The Range of Cato’s Work
The principles of liberty and limited government impact nearly every dimension of public policy. Consequently, Cato scholars focus on a wide range of areas. Each topic below is linked to a continually updated list of comprehensive studies, commentaries, books, articles, multi‐media resources, and more, prepared by Cato scholars.
Detailed below — under How to Label Cato — is general information about the perspectives Cato scholars bring to issues and policies. But here are some answers to frequently asked questions:
- The Cato Institute does not undertake lobbying efforts, back political candidates, or engage in direct political activities.
- Cato is not associated with any political organization or party — Republican, Democrat, Libertarian, or other.
- Cato is a think tank, dedicated to increasing and enhancing the understanding of key public policies and to realistically analyzing their impact — positive, adverse, and other — on the tenets Cato is dedicated to protecting — individual liberty, limited government, free markets, and peace.
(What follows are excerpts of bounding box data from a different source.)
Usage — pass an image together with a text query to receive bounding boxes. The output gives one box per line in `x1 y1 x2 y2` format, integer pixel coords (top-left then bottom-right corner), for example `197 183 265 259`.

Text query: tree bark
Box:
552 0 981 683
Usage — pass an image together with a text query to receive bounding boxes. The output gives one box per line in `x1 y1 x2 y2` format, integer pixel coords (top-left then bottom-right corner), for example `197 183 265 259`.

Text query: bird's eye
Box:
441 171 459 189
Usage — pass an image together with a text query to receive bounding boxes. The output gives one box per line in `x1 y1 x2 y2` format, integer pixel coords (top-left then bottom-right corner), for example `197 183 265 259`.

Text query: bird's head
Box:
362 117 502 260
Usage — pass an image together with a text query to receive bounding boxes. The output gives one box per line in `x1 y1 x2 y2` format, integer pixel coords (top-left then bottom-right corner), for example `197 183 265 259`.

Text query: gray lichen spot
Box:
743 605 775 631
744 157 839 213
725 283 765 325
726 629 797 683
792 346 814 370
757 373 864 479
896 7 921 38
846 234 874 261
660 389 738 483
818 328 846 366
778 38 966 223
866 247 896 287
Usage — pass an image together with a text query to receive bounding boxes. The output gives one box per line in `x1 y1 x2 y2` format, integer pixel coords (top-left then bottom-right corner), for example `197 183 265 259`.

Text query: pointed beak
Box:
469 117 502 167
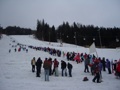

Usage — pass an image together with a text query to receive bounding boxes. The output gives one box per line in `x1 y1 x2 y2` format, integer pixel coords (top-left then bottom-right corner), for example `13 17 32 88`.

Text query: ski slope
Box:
0 35 120 90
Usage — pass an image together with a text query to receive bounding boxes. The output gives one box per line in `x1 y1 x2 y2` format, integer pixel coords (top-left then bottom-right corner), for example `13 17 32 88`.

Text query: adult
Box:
84 55 90 72
67 62 73 77
61 60 67 76
31 57 36 72
36 57 42 77
92 62 100 83
106 59 111 74
43 58 50 81
52 58 59 76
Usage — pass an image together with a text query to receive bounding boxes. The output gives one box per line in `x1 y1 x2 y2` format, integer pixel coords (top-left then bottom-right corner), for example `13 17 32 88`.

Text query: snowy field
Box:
0 35 120 90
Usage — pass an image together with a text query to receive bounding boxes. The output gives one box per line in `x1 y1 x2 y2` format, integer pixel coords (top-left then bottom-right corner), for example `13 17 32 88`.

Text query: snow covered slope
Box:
0 35 120 90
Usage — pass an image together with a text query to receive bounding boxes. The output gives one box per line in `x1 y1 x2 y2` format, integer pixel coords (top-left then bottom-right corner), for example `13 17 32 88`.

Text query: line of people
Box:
31 57 73 81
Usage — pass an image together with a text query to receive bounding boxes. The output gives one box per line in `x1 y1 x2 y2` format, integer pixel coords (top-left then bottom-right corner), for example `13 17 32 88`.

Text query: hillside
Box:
0 35 120 90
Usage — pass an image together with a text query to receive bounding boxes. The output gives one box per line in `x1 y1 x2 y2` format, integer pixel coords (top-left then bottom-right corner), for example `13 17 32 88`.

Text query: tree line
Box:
35 20 120 48
0 19 120 48
0 26 34 35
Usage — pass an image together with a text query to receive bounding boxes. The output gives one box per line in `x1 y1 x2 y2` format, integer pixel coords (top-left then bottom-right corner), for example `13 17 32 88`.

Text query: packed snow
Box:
0 35 120 90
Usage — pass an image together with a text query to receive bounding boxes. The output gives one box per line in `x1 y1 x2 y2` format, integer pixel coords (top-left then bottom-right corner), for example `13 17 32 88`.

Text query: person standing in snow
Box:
84 55 90 72
102 57 106 71
52 58 59 76
48 58 52 76
43 58 50 81
67 62 73 77
36 57 42 77
106 59 111 74
61 60 67 76
31 57 36 72
92 62 100 83
116 61 120 78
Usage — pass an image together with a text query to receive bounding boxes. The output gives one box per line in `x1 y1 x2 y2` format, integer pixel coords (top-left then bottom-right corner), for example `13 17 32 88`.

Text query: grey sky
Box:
0 0 120 29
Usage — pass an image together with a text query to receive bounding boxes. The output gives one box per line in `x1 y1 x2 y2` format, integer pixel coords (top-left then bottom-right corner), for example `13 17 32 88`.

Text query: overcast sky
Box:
0 0 120 29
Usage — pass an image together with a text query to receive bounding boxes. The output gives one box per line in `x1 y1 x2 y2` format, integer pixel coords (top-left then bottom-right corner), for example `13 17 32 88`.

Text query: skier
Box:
67 62 73 77
61 60 67 76
31 57 36 72
36 57 42 77
43 58 50 81
92 62 101 83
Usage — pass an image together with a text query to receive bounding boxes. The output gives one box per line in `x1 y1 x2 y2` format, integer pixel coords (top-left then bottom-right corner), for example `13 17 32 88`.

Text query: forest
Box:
0 19 120 48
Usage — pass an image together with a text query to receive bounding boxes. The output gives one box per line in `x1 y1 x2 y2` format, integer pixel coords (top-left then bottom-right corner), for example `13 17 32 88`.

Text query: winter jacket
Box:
106 59 111 68
31 58 36 65
116 63 120 72
67 63 73 69
54 59 59 68
36 58 42 68
43 60 50 69
61 61 66 69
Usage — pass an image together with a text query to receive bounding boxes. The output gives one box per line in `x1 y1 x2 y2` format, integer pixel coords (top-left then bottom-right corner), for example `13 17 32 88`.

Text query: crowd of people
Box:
31 57 73 81
9 38 120 83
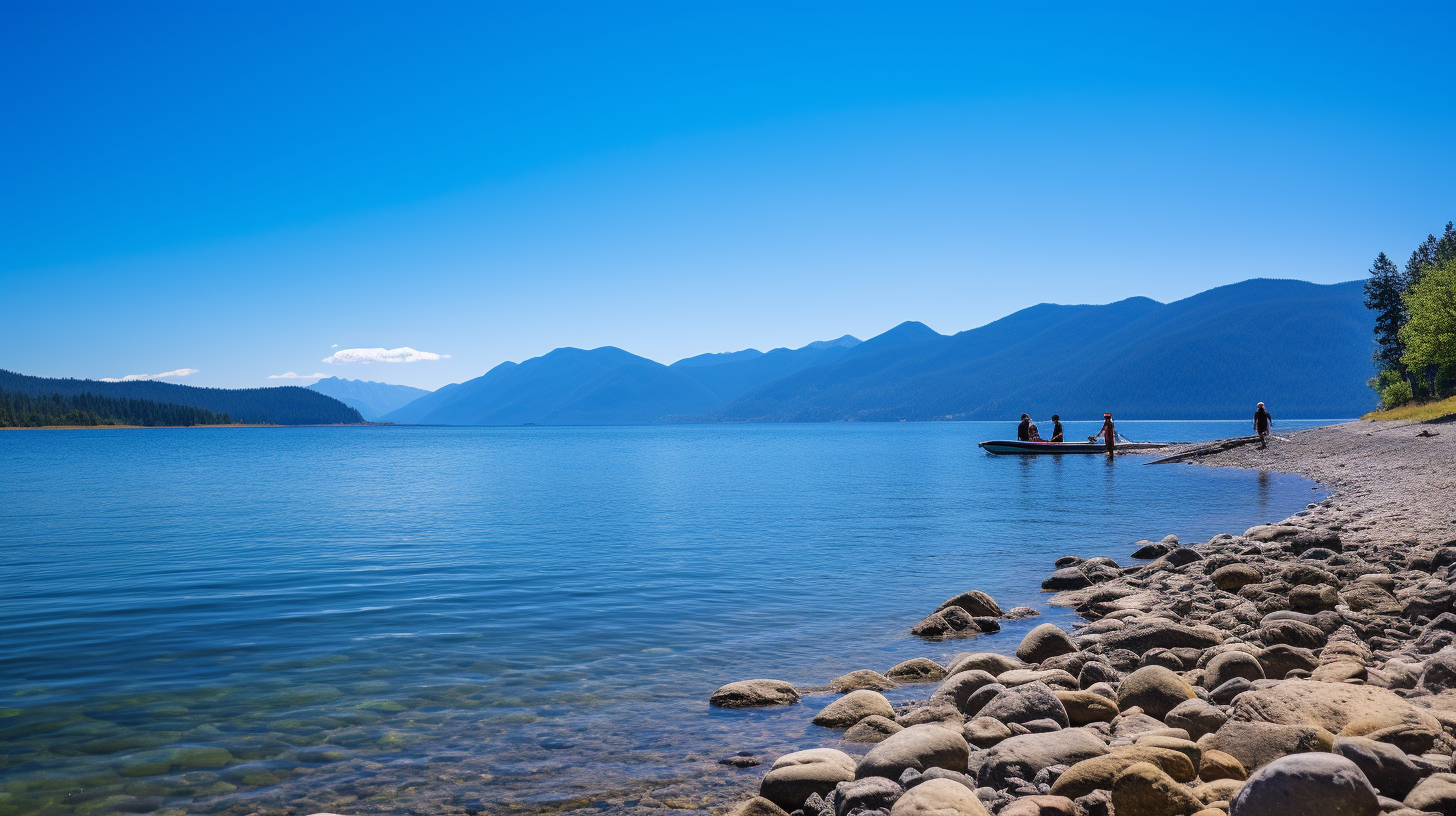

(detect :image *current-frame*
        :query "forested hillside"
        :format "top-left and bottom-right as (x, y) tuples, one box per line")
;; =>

- Cato is committed to expanding civil society while reducing political society. The differences: In civil society individuals make choices about their lives while in a political society someone else makes or attempts to greatly influence those choices.
How to Label Cato
Today, those who subscribe to the principles of the American Revolution — individual liberty, limited government, the free market, and the rule of law — call themselves by a variety of terms, including conservative, libertarian, classical liberal, and liberal. We see problems with all of those terms. “Conservative” smacks of an unwillingness to change, of a desire to preserve the status quo. Only in America do people seem to refer to free‐market capitalism — the most progressive, dynamic, and ever‐changing system the world has ever known — as conservative. Additionally, many contemporary American conservatives favor state intervention in some areas, most notably in trade and into our private lives.
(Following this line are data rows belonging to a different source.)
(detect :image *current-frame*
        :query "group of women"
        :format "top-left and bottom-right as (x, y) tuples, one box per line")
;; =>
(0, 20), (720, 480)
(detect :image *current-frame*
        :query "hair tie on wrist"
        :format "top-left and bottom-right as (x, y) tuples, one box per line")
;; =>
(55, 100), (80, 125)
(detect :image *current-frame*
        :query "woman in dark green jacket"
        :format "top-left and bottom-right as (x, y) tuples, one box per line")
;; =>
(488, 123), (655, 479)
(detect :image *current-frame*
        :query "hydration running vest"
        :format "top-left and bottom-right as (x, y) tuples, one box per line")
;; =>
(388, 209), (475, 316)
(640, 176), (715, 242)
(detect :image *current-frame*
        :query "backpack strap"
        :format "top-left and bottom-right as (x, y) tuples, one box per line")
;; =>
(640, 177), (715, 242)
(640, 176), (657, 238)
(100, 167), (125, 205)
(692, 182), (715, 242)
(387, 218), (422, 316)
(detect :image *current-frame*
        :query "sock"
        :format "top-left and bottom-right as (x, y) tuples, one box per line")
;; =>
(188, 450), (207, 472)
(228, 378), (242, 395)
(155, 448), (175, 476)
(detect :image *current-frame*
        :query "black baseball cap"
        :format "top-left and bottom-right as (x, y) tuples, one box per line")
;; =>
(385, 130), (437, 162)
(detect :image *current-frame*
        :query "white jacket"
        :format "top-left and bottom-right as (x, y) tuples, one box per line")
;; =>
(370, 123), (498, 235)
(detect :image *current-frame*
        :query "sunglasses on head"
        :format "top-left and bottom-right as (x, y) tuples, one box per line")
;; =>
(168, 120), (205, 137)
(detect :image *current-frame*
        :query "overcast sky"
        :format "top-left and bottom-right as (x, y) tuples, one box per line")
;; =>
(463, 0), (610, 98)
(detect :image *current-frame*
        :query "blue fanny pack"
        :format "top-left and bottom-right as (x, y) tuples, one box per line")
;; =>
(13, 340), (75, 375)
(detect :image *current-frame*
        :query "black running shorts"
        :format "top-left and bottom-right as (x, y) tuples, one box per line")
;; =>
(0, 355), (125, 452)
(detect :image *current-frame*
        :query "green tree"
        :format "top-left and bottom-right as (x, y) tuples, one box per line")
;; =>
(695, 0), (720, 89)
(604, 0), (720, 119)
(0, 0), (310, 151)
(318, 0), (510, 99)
“Classical liberal” is a bit closer to the mark, but the word “classical” fails to capture the contemporary vibrancy of the ideas of freedom.
“Liberal” may well be the perfect word in most of the world — the liberals in societies from China to Iran to South Africa to Argentina tend to be supporters of human rights and free markets — but its meaning has clearly been altered in the contemporary United States.
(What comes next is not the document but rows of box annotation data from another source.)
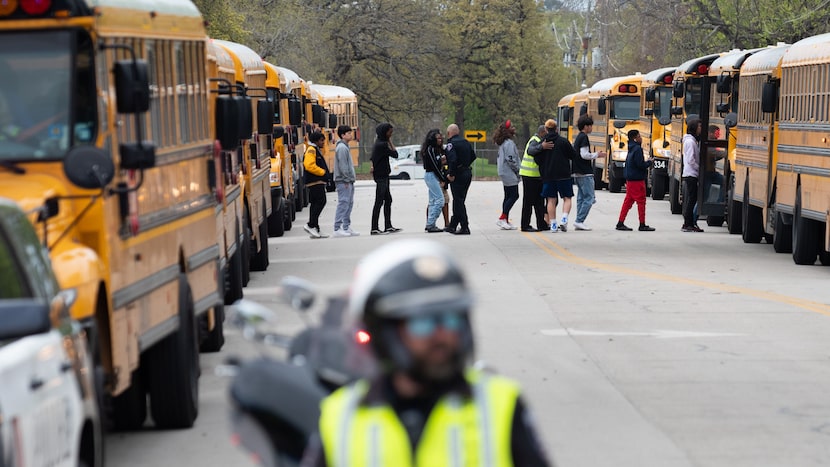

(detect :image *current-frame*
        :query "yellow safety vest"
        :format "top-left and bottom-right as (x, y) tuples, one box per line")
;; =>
(320, 370), (519, 467)
(519, 135), (542, 178)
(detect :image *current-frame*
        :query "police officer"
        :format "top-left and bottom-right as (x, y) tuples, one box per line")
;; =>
(303, 239), (550, 467)
(444, 123), (476, 235)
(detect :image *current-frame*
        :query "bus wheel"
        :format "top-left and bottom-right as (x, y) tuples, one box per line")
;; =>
(268, 196), (285, 237)
(225, 245), (244, 305)
(112, 370), (147, 431)
(772, 212), (793, 253)
(741, 197), (764, 243)
(147, 274), (199, 428)
(199, 305), (225, 352)
(651, 175), (666, 201)
(669, 178), (683, 214)
(793, 187), (818, 264)
(726, 183), (749, 235)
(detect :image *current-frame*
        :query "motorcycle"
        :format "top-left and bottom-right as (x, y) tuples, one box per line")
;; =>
(224, 277), (376, 466)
The Jeffersonian philosophy that animates Cato’s work has increasingly come to be called “libertarianism” or “market liberalism.” It combines an appreciation for entrepreneurship, the market process, and lower taxes with strict respect for civil liberties and skepticism about the benefits of both the welfare state and foreign military adventurism.
This vision brings the wisdom of the American Founders to bear on the problems of today. As did the Founders, it looks to the future with optimism and excitement, eager to discover what great things women and men will do in the coming century. Market liberals appreciate the complexity of a great society, recognizing that socialism and government planning are just too clumsy for the modern world. It is — or used to be — the conventional wisdom that a more complex society needs more government, but the truth is just the opposite. The simpler the society, the less damage government planning does. Planning is cumbersome in an agricultural society, costly in an industrial economy, and impossible in the information age. Today collectivism and planning are outmoded and backward, a drag on social progress.
Libertarians have a cosmopolitan, inclusive vision for society. We applaud the progressive extension of the promises of the Declaration of Independence to more people, especially to women, African‐Americans, religious minorities, and gay and lesbian people. Our greatest challenge today is to continue to extend the promise of political freedom and economic opportunity to those who are still denied it, in our own country and around the world.